The Andaman Islands quake was reported to be 20.6 miles deep, the U.S. Geological Survey said.
Japan's Meteorological Agency also issued a tsunami warning from the Japanese temblor early Tuesday, which centered off the Suruga Bay, southwest of Tokyo. The warning was also later lifted. The quake occurred at a depth of 12 miles. Public broadcaster NHK said a small increase of waves of some 10 inches was observed along the coastline of Yaizu City.
Central Japan Railway Co. has suspended operations of Shinkansen bullet trains, while the central government set up a task force at the prime minister's office, Kyodo reported.

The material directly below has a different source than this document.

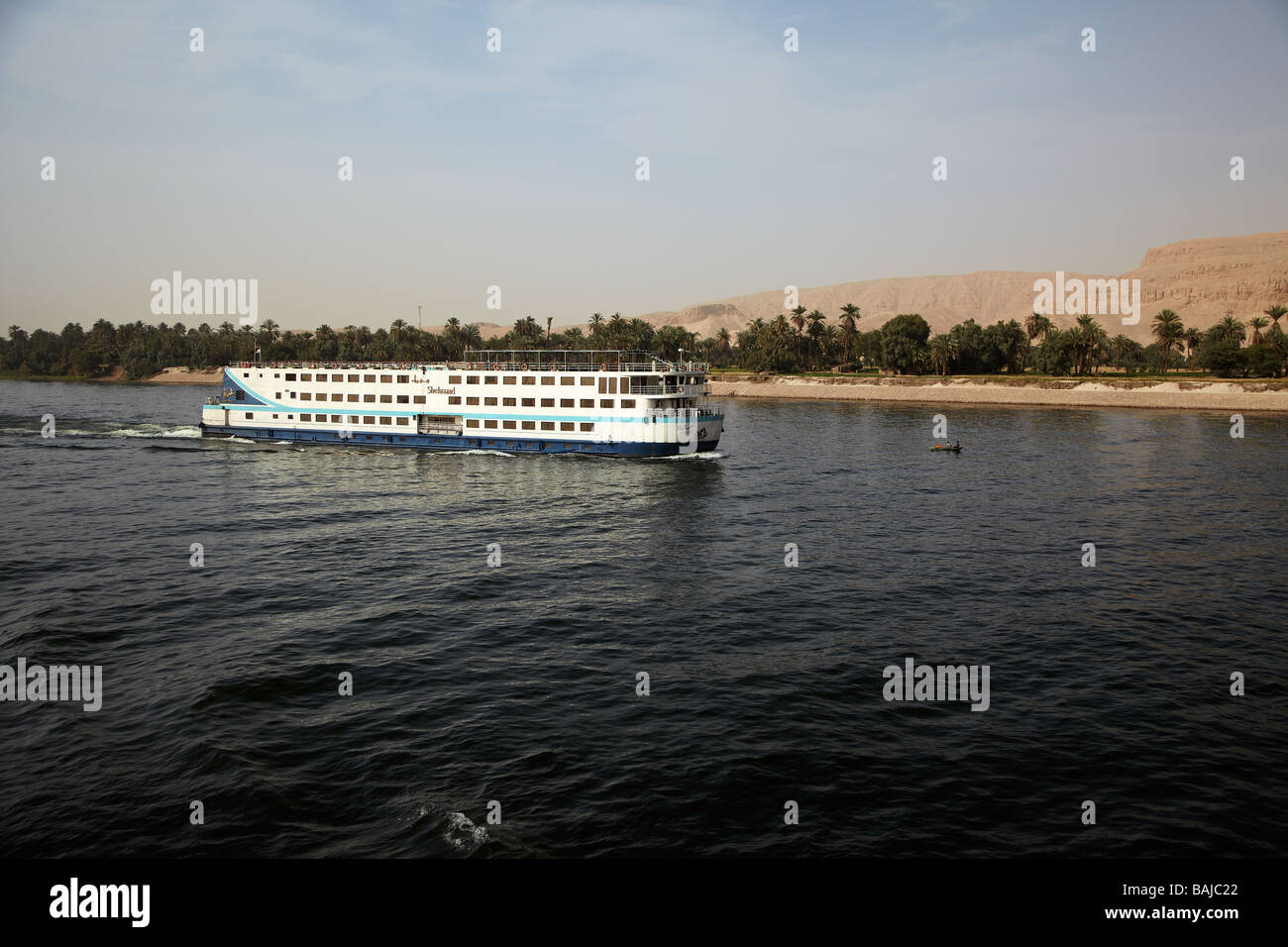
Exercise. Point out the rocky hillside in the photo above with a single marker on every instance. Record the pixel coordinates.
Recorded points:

The quake rattled furniture and walls in Tokyo but there have been no immediate reports of damages or casualties.
Local trains and two reactors at the Hamaoka nuclear power plant were temporarily halted for safety checks. No damage was reported, however. Reactors are automatically shut down whenever a quake of a certain strength is registered.
NHK said a 5-year-old boy suffered a leg injury when he was hit by a falling TV set and small landslides were reported in the town of Nishi Izu, but there were no injuries, said town official Mieko Hayama.
Japan has recently been hit by heavy typhoon rains, and officials warned residents in mountainous areas to be cautious because the ground may be loose and landslides may be generated by the quake of aftershocks.
NHK also reported that two older people were hit by falling abjects, and another tripped and fell and was slighly injured.
Kinichi Tashiro, an emergency official at the Yaizu city fire station, said officials were currently touring the coastal areas in the city to monitor the situation, but he has not received any reports of damage.
"I was in the bathroom just as the quake hit. It shook rather violently," Tashiro said in a televised interview with NHK. Tashiro said there was no damage to his home and observed no major problem in the neighborhood as he rushed to the office.
A magnitude 6.9 quake rattled the region Sunday, but caused no damage or casualties. The U.S. Geological Survey measured it at magnitude 7.1.
Japan is one of the world's most earthquake-prone countries, and experts believe Tokyo has a 90 percent chance of being hit by a major quake over the next 50 years.
In 1995, a magnitude-7.2 quake in the western port city of Kobe killed 6,400 people.